We synthesized data from a total of 822 widespread stratified temperate lakes. Data were collated from Jane et al. (2021), the U.S. Wisconsin Department of Natural Resources (DNR), the U.S. New Hampshire Volunteer Lake Assessment Program (VLAP), the U.S. Lake Stewards of Maine (LSM) Volunteer Lake Monitoring Program, the U.S. Adirondack lakes database (Winslow et al. 2018; Leach et al. 2018), and solicited from members of the Global Lake Ecological Observatory Network (GLEON). For each site, we synthesized available data for dissolved oxygen (DO), water temperature, chlorophyll-a (chl-a), total phosphorus (TP), total nitrogen (TN), and dissolved organic carbon (DOC), as well as lake metadata including depth (mean and maximum), surface area, and elevation. We collated Area:Depth relationships from 19 lakes, and modeled bathymetric profiles from the remaining lakes using mean and maximum depth and surface area. Data availability and collection methods differed among sites in this database (documented in methods.csv).
In sum, the complete datasets consist of 140,813 distinct sampling events at 822 lakes. Median data duration at each lake is 29 years (range 5–102). Lakes in the dataset have a median depth of 12.5 m (range 1.5–480 m), median surface area of 85.4 ha (range: 0.5–237000 ha), and median elevation of 264 m (range: -215–2804). The lakes are located in 18 countries across 5 continents, with latitudes ranging from -42.6 to 68.3.
QUALITY CONTROL
We performed basic quality control on the collated data. First, we added flag columns for DO, TP, TN, chl-a, and DOC. In the flag columns, we indicated whether data were missing (Flag = 2) for all variables. Next, we set very slightly negative values (between -1 and 1 for all variables) to 0, as these values likely indicate marginal calibration error, and we added a flag to indicate this modification (Flag = 3). Then, we removed impossible values for each parameter (Flag = 4), which we define as follows:
Dissolved oxygen: less than -1 or greater than 40, following Jane et al. (2021)

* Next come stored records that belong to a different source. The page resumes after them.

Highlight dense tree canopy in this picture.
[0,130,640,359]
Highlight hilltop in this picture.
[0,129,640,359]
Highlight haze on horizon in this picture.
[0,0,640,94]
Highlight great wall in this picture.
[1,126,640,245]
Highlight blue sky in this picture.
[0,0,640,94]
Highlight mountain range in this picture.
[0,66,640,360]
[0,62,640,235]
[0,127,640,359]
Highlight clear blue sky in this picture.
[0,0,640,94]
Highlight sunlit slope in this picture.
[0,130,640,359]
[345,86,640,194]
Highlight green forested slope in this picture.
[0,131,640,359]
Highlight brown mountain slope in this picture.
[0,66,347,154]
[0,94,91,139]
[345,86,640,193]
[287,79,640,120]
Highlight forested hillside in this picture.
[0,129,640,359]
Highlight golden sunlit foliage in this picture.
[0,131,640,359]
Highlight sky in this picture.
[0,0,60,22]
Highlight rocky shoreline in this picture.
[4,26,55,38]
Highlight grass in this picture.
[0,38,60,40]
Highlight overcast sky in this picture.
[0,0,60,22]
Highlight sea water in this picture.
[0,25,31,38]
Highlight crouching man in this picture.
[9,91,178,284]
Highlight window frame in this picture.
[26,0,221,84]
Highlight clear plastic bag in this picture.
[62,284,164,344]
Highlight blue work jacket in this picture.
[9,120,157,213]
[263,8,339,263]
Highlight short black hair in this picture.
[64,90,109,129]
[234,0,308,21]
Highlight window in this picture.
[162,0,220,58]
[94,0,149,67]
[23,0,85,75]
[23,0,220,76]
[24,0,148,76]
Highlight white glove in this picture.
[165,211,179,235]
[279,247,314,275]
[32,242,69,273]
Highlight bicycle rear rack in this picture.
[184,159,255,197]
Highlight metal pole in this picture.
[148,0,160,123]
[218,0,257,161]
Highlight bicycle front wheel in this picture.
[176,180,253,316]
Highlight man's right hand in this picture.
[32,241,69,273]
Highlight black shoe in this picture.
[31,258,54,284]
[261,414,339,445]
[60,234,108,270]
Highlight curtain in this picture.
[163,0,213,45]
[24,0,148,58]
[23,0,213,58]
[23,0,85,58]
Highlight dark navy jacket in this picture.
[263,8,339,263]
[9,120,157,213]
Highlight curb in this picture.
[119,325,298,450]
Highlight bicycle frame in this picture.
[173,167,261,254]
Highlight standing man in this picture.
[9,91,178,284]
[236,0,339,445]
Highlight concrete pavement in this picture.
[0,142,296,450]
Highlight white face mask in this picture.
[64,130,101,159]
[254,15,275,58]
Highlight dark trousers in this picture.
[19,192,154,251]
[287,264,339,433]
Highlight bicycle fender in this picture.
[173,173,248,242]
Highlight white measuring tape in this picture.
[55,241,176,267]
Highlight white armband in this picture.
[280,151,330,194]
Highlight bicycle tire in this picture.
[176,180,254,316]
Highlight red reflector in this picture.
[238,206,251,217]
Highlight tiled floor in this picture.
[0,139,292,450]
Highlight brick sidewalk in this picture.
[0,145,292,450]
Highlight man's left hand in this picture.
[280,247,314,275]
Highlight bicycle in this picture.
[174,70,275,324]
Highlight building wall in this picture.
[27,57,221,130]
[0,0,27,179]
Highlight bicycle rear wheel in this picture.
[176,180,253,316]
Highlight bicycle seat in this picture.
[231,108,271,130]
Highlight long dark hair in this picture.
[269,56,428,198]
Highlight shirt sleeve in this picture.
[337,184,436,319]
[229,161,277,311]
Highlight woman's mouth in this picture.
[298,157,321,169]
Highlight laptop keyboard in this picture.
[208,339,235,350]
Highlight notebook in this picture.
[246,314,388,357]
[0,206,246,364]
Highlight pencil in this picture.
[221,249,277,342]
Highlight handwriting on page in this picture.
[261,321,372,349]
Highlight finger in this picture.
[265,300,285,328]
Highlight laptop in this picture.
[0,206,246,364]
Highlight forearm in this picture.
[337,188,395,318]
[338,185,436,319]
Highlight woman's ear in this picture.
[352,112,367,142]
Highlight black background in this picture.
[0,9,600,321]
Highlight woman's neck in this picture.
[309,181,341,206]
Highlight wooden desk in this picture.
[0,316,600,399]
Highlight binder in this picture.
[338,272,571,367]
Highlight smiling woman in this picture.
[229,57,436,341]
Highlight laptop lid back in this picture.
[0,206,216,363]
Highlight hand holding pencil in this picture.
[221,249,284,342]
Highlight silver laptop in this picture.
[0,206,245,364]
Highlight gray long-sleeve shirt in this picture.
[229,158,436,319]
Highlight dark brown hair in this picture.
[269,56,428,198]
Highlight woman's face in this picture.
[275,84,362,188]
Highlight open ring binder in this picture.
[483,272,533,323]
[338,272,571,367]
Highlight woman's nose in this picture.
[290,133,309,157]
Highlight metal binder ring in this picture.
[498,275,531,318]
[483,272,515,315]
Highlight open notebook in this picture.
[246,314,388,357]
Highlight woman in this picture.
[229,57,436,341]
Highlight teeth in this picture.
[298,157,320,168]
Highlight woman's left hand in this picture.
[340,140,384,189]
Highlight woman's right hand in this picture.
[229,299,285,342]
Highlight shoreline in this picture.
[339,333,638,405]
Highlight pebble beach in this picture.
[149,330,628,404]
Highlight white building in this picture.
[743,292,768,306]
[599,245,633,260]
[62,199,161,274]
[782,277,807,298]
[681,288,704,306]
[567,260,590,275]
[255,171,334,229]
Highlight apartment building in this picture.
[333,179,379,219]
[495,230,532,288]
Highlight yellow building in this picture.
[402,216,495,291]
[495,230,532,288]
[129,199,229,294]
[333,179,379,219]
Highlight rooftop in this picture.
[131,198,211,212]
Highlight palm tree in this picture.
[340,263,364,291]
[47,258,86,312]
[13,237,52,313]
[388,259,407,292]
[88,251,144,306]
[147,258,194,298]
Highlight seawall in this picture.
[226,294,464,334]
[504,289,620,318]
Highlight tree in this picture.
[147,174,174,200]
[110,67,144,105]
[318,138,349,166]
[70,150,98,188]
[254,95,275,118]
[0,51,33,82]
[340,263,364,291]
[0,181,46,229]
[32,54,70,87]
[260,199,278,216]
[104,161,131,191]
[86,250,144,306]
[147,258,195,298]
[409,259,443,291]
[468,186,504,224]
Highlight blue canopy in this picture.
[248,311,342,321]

Temperature: less than -1 or greater than 40, following Jane et al. (2021)
DOC: less than -1
TP: less than -1
TN: less than -1
Chlorophyll-a: less than -1
We removed all measurements with negative depth values, as this dataset is limited to in-water lake data.
HYDROLAKES
HydroLAKES is a global database of 1.4 million lakes with surface area ≥10 ha (Messager et al., 2016). HydroLAKES provides metadata including mean and maximum depths, catchment area, average residence time, and lake type (lake vs. reservoir), and interoperates with multiple other databases (e.g., hydroBASINS, the Global Reservoir and Dam database) using unique lake IDs. We manually matched each lake in our dataset to hydroLAKES lake IDs. By linking hydroLAKES IDs with our published data, we aimed to increase interoperability of these two large-scale datasets.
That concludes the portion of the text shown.